Prediction of treatment outcome in OSAS is difficult due to various influences on the collapsibility of the upper airway. The upper airway should be considered as one dynamic entity, with parts that are more collapsible than others. The philosophy is that upper airway collapsibility should be treated and this is in part achieved by RFITT. Over time its collapsibility might increase again mostly because of the ageing process.

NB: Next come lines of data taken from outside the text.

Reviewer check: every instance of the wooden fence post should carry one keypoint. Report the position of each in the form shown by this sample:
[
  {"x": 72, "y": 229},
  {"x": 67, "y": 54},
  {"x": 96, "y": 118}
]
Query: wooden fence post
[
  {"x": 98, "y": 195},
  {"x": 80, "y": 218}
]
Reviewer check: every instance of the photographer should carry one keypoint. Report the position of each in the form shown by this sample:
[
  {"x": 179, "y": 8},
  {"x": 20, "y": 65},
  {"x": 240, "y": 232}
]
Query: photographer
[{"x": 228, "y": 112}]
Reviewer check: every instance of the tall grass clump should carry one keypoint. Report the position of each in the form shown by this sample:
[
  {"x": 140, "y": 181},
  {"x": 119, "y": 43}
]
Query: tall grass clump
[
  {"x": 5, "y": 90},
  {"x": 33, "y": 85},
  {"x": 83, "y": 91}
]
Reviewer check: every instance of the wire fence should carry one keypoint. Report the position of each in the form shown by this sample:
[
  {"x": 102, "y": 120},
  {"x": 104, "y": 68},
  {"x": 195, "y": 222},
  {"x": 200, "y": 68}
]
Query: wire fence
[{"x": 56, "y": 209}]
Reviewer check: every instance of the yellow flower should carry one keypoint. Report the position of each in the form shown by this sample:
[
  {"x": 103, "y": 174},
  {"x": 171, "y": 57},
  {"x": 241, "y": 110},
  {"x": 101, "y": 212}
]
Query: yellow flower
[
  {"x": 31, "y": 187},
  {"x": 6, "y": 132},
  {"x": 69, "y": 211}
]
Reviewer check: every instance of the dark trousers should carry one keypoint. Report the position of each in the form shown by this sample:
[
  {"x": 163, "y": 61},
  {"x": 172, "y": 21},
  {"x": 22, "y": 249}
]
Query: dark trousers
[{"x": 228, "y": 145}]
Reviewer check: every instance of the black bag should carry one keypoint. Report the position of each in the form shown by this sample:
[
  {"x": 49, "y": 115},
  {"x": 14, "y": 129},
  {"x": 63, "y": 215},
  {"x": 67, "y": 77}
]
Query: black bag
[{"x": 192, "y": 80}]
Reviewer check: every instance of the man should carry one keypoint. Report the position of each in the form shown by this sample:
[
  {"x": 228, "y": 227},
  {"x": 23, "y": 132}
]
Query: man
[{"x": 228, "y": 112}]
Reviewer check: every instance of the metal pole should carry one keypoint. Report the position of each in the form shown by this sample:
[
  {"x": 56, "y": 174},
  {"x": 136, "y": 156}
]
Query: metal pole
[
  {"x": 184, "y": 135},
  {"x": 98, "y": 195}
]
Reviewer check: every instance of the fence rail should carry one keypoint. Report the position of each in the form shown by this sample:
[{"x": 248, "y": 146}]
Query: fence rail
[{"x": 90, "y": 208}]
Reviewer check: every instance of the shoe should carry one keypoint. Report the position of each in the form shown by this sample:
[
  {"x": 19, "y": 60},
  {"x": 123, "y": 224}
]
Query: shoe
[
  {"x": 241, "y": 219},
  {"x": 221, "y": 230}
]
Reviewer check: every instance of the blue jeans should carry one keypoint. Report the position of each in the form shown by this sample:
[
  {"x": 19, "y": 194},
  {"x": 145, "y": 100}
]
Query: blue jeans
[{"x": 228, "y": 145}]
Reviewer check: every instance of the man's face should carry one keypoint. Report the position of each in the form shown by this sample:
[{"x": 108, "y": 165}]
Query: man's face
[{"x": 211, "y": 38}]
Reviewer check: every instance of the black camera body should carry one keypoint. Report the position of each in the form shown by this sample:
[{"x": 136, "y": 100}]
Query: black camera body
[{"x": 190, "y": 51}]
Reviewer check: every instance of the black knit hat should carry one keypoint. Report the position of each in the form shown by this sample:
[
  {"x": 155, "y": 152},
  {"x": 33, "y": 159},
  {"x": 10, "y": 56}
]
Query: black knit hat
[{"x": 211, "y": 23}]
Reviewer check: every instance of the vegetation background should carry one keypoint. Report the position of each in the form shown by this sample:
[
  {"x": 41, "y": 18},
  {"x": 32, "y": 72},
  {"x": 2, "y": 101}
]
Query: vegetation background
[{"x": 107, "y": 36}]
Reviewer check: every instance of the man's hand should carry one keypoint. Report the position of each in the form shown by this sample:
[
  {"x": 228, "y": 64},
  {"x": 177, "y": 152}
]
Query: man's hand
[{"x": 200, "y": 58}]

Adverse events and complications of RFTB treatment

Extraordinary is the high adverse event (16%) and high complication rate (16%) per session observed by Pazos and Mair [22]. Other authors have shown RFTB to be a safe procedure with reported adverse event rates between 0 and 2.2% (per lesion) and 0 and 8.8% (per session) and complication rates between 0 and 0.6% (per lesion) and 0 and 1.5% (per session) (Table 5). We observed an adverse event rate of only 1.8% and a complication rate of 0%. Stuck et al. [23] reported that since postoperative antibiotic prophylaxis has been used, no tongue base abscesses have occurred after 425 treatments. Postoperative airway compromise due to tissue edema has not been a problem during several years of practice, even without administration of corticosteroids [6, 12, 24, 25]. We came across a similar finding. In the report of Pazos and Mair the high incidence of tongue base abscesses may have been caused by the 5-day burst of postoperative corticosteroids [22]. Only one abscess occurred when no steroids were used [24]. Friedman et al. state that the etiology of abscess formation might be secondary to myotoxicity to bupivacaine use [10, 26]. Personal techniques and used protocols (swabbing, number and location of the lesions, amount of energy) may also influence the complication rate. Although its occurrence is low, development of a tongue base abscess is a potential and dangerous complication. Airway compromise due to postoperative swelling does not seem to occur, but prolonged adequate postoperative monitoring of patients with severe OSAS is advisable.

Study limitations

No control group is used to rule out the placebo effect and more patients are needed to demonstrate a significant subjective improvement of the AHI, in case of moderate or severe OSAS. The rationale for a posttreatment polysomnography in cases of preoperative SUS and light OSAS remains questionable. Variability seems larger in the case of an AHI < 15 and substitute indicators of OSAS may not be associated with improvement in patient-relevant outcomes such as hypersomnolence and snoring. Therefore, repeated investigation and long-term follow-up of patients treated with RFTB is mandatory.

Conclusion

This study demonstrates that bipolar RFTB in patients with obstruction at the tongue base only (Fujita type III) as visualized by sleep endoscopy is a safe and simple procedure under local anesthesia and can be effective in patients with SUS. No complications during this study were observed. Its effect on OSAS has been shown by other authors, although long-term effects are not stable. The RFTB could be considered as first choice treatment in case of snoring and mild OSAS. In the case of moderate to severe sleep apnea, RFTB could be considered as an additional treatment.